Et bon, nous sommes dans le Rome-Genève. Une plombe et demie de voyage. Une fois à Cointrin, je loue une bagnole dédouanée France et en route pour la vaillante Alsace si chère à nos cœurs.
Faut lui reconnaître une chose (pas à l’Alsace, mais à Rafaella) : malgré sa mise et son maquillage tapageurs, elle est plutôt réservée. Elle jacte peu pour une Ritale du sud. Son seul inconvénient, mais d’importance pour un délicat de mon espèce : elle patchoulise vachement ! J’ignore dans quel bazar de la banlieue napolitaine elle est allée se le pêcher, son parfum, toujours est-il qu’il balance de pleins conteneurs d’effluves sauvages, very angoissants. Renifler ça pendant trois plombes, ça risque de me dégoupiller les sinus ! En loucedé, je baisse ma vitre. Et puis la nuit tombe et je me mets à penser à autre chose.

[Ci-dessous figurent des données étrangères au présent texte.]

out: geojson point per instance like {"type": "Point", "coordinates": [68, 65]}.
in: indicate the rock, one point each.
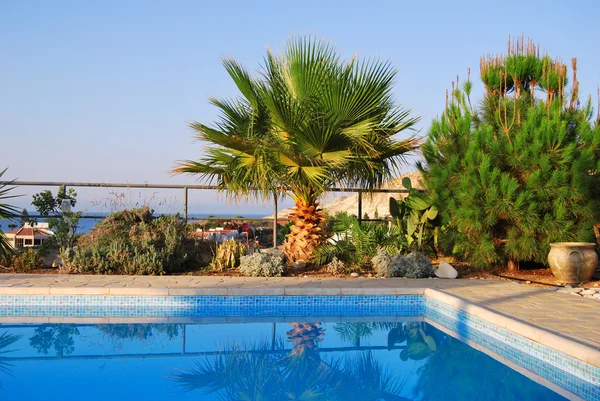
{"type": "Point", "coordinates": [445, 270]}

Il est tard quand on se pointe à Fleisch-Barbaque, car on s’est arrêtés à Mulhouse pour une choucroute. En guise de dessert, les amoureux sont allés limer dans la bagnole remisée sur le parking obscur du restaurif, tandis que je me clapais mélancoliquement une poire Belle-Hélène. Moi, faire tapisserie pendant que les aminches s’expédient dans les azurs, franchement, c’est pas dans mes emplois. Généralement, ce sont les autres qui font le pied de grue pendant que je m’essore l’intime.
Je leur laisse vingt minutes de folie, qu’après quoi je les rejoins. Mais y a du trèpe autour de ma Renault 25 : des Luxembourgeois en route pour chez eux que les secousses de ma tire à l’arrêt ont alertés et qui visionnent de l’incroyable, bouche bée.